Does Recession Slow Divorce?


You might think financial troubles would drive couples apart.

You would be right – but paradoxically, that doesn’t in turn lead to more divorces. In tough times, many people find it’s cheaper to stay together, according to reports here and here. Divorce means setting up two households, and middle-class couples who are barely getting by can’t afford that luxury. Across the country, state courts report declines in divorce and separation filings.

Even after a divorce, some couples are continuing to live together because they can’t sell their house. A Denver couple divorced last January but moved back in together after their home drew no buyers. They sleep in separate bedrooms, watch TV at opposite ends of the house and endure many awkward silences. Other couples formalize their split in other ways: one researcher tells of a couple who hung a heavy tarp right across the middle of their household.

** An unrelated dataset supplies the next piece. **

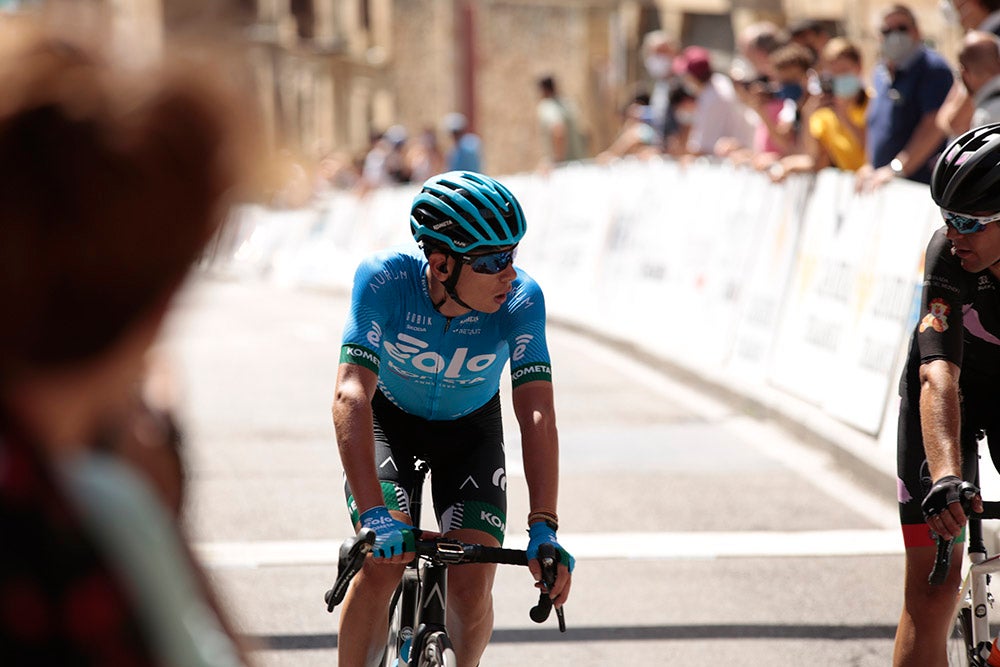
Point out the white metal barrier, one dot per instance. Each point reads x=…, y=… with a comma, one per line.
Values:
x=803, y=287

Job loss and sharp fluctuations of income place heavy strain on any marriage, the Council on Contemporary Families reports. And as Jeff Opdyke, The Wall Street Journal’s “Love and Money” columnist, reports in his forthcoming book, “Financially Ever After: The Couples’ Guide to Managing Money,” too many couples enter marriage without the necessary tools even to talk about money without anger, frustration and hurt seeping into the conversation.

Other times, however, fights over money are merely a proxy for other, deeper issues in a marriage, such as a power struggle, jealousy or a loss of intimacy.

Readers, have you found ways to insulate your marriage from financial stress? And if you were considering divorce, would a lack of money be enough to stave it off?